MOUNTAIN GROVE, Mo. – Two employees of a Mountain Grove pet groomer were in a Wright County Courthouse Wednesday morning.
Michelle and Renee Butts are facing misdemeanor charges for animal abuse connected to the June 2023 death of a Cabool man’s service dog.
The hearing was to determine whether the two would plead guilty or set a trial date.
Both Michelle and Renee, despite being co-defendants but represented by different attorneys asked and were granted, more time to consider.
Scooby’s owners Ryan and Nicole Wood say the dragging on of a case nearly four months ago is tiring when trying to get closure.
“Having customers come in on the regular, you know, looking for Scooby, asking about Scooby, it’s definitely re-occurring,” Ryan Wood said. “At the same time, yeah, we’re trying to run a shop, we’re trying to run a business. Having this drag on is not the best thing for, you know, either party. I think at this point, you know, we’re just wanting closure.”
Ryan Wood uses a wheelchair and Scooby was his service animal.
In June, Scooby was dropped off at Fur-Tastic Grooming in Mountain Grove, and within an hour, the authorities and the Woods were called.
“When I read the statement of probable cause, I think I went through all the emotions over again, and even more so, anger, because it was pretty detrimental what I read and it just it really hurt,” Nicole Wood said.

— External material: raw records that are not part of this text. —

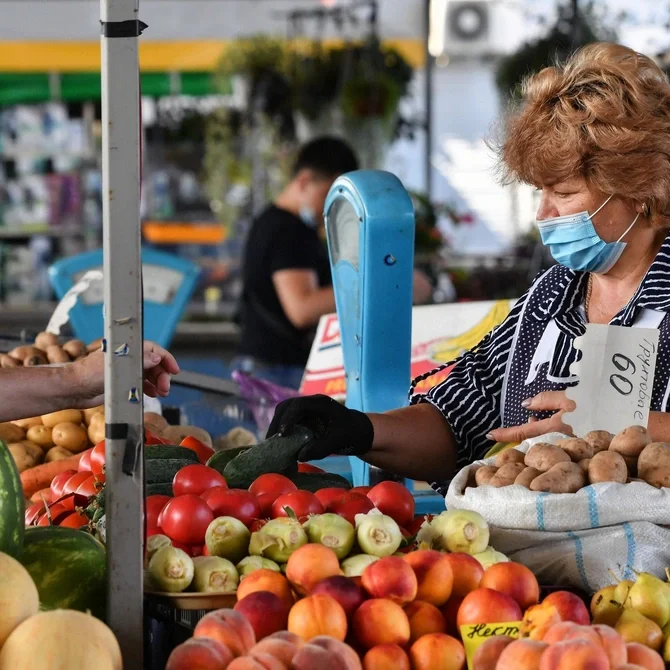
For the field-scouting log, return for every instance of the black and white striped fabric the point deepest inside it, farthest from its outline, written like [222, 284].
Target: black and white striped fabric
[487, 384]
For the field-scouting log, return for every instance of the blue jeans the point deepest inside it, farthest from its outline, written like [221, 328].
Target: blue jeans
[288, 376]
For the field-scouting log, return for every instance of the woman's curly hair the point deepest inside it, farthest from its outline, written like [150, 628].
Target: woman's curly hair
[604, 115]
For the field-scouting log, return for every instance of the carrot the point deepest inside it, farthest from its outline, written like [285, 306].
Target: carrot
[40, 476]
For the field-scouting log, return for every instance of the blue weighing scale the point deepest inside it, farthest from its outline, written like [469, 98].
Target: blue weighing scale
[370, 229]
[169, 282]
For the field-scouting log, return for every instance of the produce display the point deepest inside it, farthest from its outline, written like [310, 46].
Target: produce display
[575, 463]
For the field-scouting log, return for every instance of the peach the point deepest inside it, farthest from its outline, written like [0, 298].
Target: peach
[514, 579]
[467, 573]
[484, 606]
[265, 612]
[487, 654]
[201, 653]
[574, 655]
[310, 564]
[267, 580]
[537, 621]
[228, 627]
[391, 578]
[434, 575]
[525, 654]
[424, 618]
[380, 621]
[570, 607]
[385, 656]
[437, 650]
[349, 594]
[318, 615]
[646, 658]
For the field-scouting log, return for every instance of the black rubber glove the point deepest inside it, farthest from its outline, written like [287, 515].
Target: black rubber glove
[337, 430]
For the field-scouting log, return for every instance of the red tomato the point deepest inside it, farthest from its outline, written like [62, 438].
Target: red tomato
[88, 488]
[272, 483]
[237, 503]
[195, 479]
[394, 500]
[74, 520]
[185, 519]
[303, 503]
[153, 506]
[326, 496]
[308, 467]
[98, 458]
[85, 461]
[204, 451]
[349, 505]
[58, 482]
[72, 484]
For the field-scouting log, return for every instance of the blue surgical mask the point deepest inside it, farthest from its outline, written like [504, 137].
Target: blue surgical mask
[575, 244]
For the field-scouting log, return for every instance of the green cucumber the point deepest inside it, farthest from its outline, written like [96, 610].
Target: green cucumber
[278, 454]
[315, 481]
[12, 505]
[169, 451]
[68, 567]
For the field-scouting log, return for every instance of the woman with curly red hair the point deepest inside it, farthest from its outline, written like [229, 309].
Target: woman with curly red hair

That probable cause statement, obtained by OzarksFirst, illustrates in Michelle and Renee Butts’ words what happened that night.
Authorities say the two told them Scooby, a Mastiff, had trouble keeping his head up during a wash and had to have his head held by staff.
After that washing session, Michelle told police she went to tend to another dog, which Renee admits she left the room to get a snack and then when a new customer came into the groomers’, she checked that customer in.
Renee added when she returned to the room Scooby was in, he was unresponsive.
A vet ruled that Scooby died from choking.
In the probable cause statement, an officer from Animal Control returned the next day to investigate further.
It says ‘ln her report [the ACO] requests [the Butts] to show her how the dog was tied up. It reads that then, Renee retrieved two black choke collars with rubber coating and a dip on one and she stated that she used two of them to attach the dog to a thin rope that was clipped to a bolt on the wall.
The ACO estimated the height to be around four to five feet high.
The report goes on to say Renee stated that the dog was sitting up when she left him and went to the front of the building. The ACO made a note to police that when inspecting the choke collars attached to the wall, she noticed the collars did not reach the floor where the dog had been according to the Butts family. The ACO reports that this could have affected the dog’s breathing if it couldn’t sit or stand.
It is worth noting that OzarksFirst was able to contact Michelle Butts for comment. Butts told OzarksFirst that she is willing to tell her side in a future story but was unavailable to meet Thursday.
The Woods say more needs to be done about dog grooming when it comes to regulations, where there are little to none in the state of Missouri.
“There’s a lot that’s come to light after this in this situation. I’ve actually done some research and almost every state in the United States does not have any regulation on groomers,” Nicole Wood said.
The two are trying to turn Scooby’s death into good for others, starting with the Scooby Doo Project.
“The Scooby Doo project kind of incorporates this whole process of the legal side, plus a dog park potentially,” Ryan Wood said. “I’d like to see like a dog grooming station, kind of like they have at other places where you can bring your dog and groom themselves, potentially have trainers come and show you how to properly groom your dog, have training sessions and stuff like that.”
Plus a law in the works in New Jersey that requires pet groomers to be licensed could pave the way for regulation across the states.
“That would be a benchmark for us, right, to be able to take that piece of legislation and show that it is approved in another state and then try to petition to get it approved in our state and basically just work one state at a time,” Ryan added.
Renee Butts is due in court on November 15.
Michelle is due in court on November 29.